What’s next in geospatial data management: Embeddings as lingua franca

The language of large-scale foundation models are embeddings generated by encoders. These embeddings represent the semantic information of the raw data and as such, are all an AI encoder needs to perform multiple downstream tasks, like flood detection in satellite images. Accordingly, we’re exploring the exchange of embeddings instead of the raw data between data centers in the EU-funded Embed2Scale project with partners like the German Aerospace Center and the Jülich Supercomputing Center. The project aims at generating compressed embeddings from satellite images to reduce data transfer energy, latency and data storage.

Data providers (Data Center A/B) use foundation model encoders and neural compression to generate and cache embeddings which reduce the data transfer by orders of magnitude, while enabling service suppliers (Data Center C) to perform various down-stream tasks with a single decoder head only.

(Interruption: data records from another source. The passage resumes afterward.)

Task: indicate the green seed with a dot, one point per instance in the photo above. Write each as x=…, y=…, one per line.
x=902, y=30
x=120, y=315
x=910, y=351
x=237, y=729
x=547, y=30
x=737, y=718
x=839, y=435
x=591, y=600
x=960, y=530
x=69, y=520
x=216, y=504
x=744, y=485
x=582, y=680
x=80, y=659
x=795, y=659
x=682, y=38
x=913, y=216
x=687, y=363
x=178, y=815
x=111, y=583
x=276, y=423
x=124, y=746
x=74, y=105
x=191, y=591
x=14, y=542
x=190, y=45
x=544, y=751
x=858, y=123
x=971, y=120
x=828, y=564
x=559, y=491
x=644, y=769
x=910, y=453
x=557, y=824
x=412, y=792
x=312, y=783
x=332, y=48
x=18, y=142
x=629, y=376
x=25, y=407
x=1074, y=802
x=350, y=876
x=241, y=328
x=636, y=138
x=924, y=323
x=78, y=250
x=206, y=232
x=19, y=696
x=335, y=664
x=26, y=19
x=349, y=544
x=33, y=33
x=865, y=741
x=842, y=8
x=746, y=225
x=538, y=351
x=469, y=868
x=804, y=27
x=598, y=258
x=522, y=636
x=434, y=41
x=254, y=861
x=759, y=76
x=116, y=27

This week, we released our initial work on neural embedding compression and image retrieval based on Earth observation foundation models at the IEEE GARSS conference in Athens. There, we demonstrated specific ways to compress embeddings by neural compression. We’ve been able to reduce transfer latency and storage substantially at minimal drop of data utility. We also discussed content-based image retrieval means by foundation model generated embeddings stored in vector databases for Earth observation images. We’ve demonstrated a mean average precision of 97.4% for the BigEarthNet benchmark classes at high retrieval speeds.

Screenshot 2024-07-03 at 11.01.20 AM.png
Foundation model embeddings enable simple but accurate content-based image retrieval.

Overall, we expect the exchange of embeddings from foundation models to pick up in the next few years and hopefully democratizing the access to earth observation data also to places with limited bandwidth.